= Whigpistle Cave System =

Cave system in the United States

The Whigpistle Cave System is a large cave near Mammoth Cave, in the U.S. state of Kentucky. The system, composed of the interconnected Whigpistle, Martin Ridge, and Jackpot Caves, has been mapped to over 71 km, and is currently the United States' twelfth-longest cave.
==Discovery==

The original entrance to the system, Whigpistle Cave, was discovered by Rick Schwartz in 1976. Mapping was initiated by the National Park Service under the supervision of park hydrologist Jim Quinlan in an effort to better understand the hydrology of Mammoth Cave's watershed.

==Significance==

Surveyed so far to over 71 km, the Whigpistle Cave System is ranked as third-longest in Kentucky, twelfth-longest in the United States, and 47th-longest in the world. The cave also contains what is likely the largest cave chamber in Kentucky, the Big Womb. The Big Womb measures 240 m long, 40 m wide, and 13 m high.
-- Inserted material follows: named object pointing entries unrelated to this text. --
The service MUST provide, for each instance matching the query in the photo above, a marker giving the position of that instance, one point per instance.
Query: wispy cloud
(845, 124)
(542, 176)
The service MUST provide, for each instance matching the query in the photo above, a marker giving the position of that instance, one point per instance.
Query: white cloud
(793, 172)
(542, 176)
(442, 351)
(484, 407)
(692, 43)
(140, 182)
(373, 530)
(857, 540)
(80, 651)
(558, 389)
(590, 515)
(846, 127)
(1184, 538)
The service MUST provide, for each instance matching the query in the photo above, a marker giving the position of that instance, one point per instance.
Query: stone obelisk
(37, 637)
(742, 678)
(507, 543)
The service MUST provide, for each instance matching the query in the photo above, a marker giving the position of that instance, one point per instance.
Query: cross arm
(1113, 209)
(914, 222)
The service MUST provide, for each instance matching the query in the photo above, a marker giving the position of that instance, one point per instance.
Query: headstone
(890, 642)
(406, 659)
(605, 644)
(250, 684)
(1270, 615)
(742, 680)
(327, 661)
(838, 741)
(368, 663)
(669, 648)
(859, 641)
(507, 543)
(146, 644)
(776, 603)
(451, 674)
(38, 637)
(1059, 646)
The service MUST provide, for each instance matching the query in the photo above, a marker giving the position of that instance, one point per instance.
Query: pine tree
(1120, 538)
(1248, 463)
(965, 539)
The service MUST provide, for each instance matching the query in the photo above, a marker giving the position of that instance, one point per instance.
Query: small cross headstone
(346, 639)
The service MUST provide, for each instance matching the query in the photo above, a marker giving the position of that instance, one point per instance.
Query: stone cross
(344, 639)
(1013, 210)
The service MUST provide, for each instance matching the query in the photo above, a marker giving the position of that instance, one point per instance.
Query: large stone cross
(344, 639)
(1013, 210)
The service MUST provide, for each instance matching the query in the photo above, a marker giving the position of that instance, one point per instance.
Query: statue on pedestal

The cave possesses an intimate hydrologic connection with nearby Mammoth Cave. Groundwater dye tracing has shown that water flowing from Mammoth Cave's Hawkins River emerges downstream at a river within Martin Ridge Cave. The unexplored section between Mammoth Cave and the Whigpistle Cave System may be underwater and could require cave diving to determine whether a traversable physical connection is possible.

==Connections==

In 1994, explorers from the James Cave Project discovered Jackpot Cave to the east of the Whigpistle entrance. Their efforts mapped over 3 mi of new cave.

In 1996, Western Kentucky University graduate students Alan Glennon and Jon Jasper discovered a new entrance and 8 mi of cave passage. Their exploration revealed connections to Jackpot in June 1996 and Whigpistle in August 1996.

==Current exploration==

Efforts continue to explore and map the cave. The Whigpistle Cave System is separated from Mammoth Cave by a deep valley, though a human connection may be possible at the caves' lowest elevation passageways. Currently, at least a one-kilometer (3,300-foot) gap exists between the two caves' closest known reaches.